Human is inferred from the absence of framework and headless detections; it is not a separate detector file. Test multiple clean sessions with normal navigation, typing, scrolling, pointer movement, and developer tools usage where relevant.

Any framework or headless detection during a production human task makes the final score zero. Human false-positive testing is therefore mandatory.

6. Run Local Scoring

After configuring a compatible bot-runner, submit the nine files to the authenticated /score endpoint using the API documentation or your own client. Scoring schedules automation runs and human verification in a shuffled order. When the logs request human verification, open the displayed /_web URL before the human timeout expires.
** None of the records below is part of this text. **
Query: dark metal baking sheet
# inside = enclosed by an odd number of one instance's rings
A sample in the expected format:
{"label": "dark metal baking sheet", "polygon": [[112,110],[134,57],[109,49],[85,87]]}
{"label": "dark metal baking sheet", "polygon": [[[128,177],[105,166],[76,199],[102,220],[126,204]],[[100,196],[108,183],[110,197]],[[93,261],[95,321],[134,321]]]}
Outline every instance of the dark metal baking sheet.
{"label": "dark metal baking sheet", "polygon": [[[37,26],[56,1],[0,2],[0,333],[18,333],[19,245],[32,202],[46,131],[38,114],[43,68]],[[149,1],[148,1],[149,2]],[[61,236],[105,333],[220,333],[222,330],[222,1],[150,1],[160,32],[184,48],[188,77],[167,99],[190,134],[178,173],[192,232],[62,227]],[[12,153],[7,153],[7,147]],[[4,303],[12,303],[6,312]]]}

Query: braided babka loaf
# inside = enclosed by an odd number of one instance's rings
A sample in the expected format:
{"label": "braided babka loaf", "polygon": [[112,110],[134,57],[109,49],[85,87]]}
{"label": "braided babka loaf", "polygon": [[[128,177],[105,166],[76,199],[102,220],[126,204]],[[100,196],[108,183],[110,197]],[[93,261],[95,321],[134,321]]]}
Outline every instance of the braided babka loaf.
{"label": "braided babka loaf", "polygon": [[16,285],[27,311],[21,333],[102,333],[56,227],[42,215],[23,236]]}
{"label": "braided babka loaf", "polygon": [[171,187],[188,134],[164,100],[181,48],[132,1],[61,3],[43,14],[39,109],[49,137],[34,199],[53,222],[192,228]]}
After scoring, inspect authenticated /results output for:

expected and submitted frameworks;
missed detections;
framework collisions;
expected and reported headless state;
headless failures; and
missing or failed tasks.

Do not optimize only for framework recall. A broad detector may increase local recall while creating collisions or human false positives that reduce or zero the official score.

Testing Versus Production

Local testing does not reproduce production exactly.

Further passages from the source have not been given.